Es ist wahrhaft ein atemberaubendes Schauspiel, das die Börse seit vielen Monaten bietet. Der Aufstieg der Aktienkurse scheint alle Grenzen der Vernunft zu sprengen. Die dreißig größten deutschen Titel haben ihren Besitzern allein in diesem Jahr schon so viel gebracht wie in den vierzig Jahren zwischen 1954 und 1994 zusammen. Aber glaubt man den Ökonomen, dann ist diese Kursexplosion das Normalste von der Welt, der Börsenboom also Folge ganz vernünftiger Entscheidungen. Die Menschen legten eben mehr fürs Alter zurück. Und die Renditen der Zinsanleihen seien so gering, daß sie auf Aktien ausweichen müßten.

Aber sind die Anleger wirklich so vernünftig? Nicht die rationale Vermögensplanung treibe die Sparer an die Börse, sondern die Gier nach Sex, sagen zum Beispiel die Psychoanalytiker. Das Gefühl, Geld zu verdienen, ohne etwas dafür leisten zu müssen, befriedige tief sitzende erotische Bedürfnisse.

Anders die Philosophen, die in Börsengeschäften eine verkappte Form der Suche nach dem Lebenssinn sehen. Für Friedrich Nietzsche, den wohl schrillsten unter ihnen, ist die Spekulation gar ein Kampf ums Überleben. Nicht finanzielle Not bringe die Menschen dazu, ihr Geld möglichst schnell zu vermehren, sondern der Wille zur Macht, was bei Nietzsche dem Willen zum Überleben gleichkommt. Er sah an der Börse den gleichen Fanatismus am Werk wie den, der "durch den Glauben, im Besitz der Wahrheit zu sein, entzündet wurde und der so schöne Namen trug, daß man es daraufhin wagen konnte, mit gutem Gewissen unmenschlich zu sein".

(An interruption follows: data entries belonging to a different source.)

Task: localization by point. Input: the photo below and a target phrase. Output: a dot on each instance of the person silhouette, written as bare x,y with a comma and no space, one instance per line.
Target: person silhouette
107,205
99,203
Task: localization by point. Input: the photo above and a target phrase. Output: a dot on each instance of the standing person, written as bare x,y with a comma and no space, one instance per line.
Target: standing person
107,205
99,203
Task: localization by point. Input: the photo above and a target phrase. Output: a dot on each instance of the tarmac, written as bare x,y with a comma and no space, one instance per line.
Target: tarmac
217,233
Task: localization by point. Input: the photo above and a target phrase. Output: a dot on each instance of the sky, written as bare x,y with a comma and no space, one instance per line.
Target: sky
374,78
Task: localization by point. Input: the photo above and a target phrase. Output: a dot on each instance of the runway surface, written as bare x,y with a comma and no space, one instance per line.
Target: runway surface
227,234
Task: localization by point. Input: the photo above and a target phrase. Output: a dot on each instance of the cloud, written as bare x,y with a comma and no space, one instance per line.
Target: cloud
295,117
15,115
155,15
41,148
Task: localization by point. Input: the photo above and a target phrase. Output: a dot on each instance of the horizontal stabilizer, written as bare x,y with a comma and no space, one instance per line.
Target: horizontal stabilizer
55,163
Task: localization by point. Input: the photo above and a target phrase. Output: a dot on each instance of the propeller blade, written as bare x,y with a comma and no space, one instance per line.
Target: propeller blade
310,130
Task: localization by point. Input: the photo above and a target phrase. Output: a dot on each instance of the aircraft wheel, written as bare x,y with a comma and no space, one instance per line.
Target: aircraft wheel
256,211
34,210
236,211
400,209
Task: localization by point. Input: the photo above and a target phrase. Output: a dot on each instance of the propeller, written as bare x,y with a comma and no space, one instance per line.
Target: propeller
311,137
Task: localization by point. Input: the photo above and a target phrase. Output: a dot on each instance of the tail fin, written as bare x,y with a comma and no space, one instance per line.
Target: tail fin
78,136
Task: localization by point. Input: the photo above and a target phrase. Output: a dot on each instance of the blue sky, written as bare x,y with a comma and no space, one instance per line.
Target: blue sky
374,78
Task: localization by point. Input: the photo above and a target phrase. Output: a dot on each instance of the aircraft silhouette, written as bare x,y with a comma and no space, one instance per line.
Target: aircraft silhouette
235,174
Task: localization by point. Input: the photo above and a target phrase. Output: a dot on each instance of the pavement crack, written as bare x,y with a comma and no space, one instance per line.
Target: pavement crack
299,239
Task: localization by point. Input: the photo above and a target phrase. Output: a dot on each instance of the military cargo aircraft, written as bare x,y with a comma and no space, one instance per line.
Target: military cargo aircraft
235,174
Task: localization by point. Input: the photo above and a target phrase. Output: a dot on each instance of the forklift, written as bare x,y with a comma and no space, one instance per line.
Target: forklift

Danach werden Börsengewinne als Sieg des Starken über das Schwache erlebt und Börsenrekorde als Triumph des Willens. Welch ungeheuerlicher Gedanke. Der Kursexplosion des Dax sollen die gleichen Motive zugrunde liegen wie Kriegen, Pogromen und Bücherverbrennungen? Glücklicherweise war Nietzsche ein antidemokratischer Antichrist und braucht deshalb nicht ernst genommen zu werden. Einen seiner Leitsprüche sollte man sich dennoch merken. Er geht ungefähr so: Wenn du zum Ökonomen gehst, vergiß die Peitsche nicht.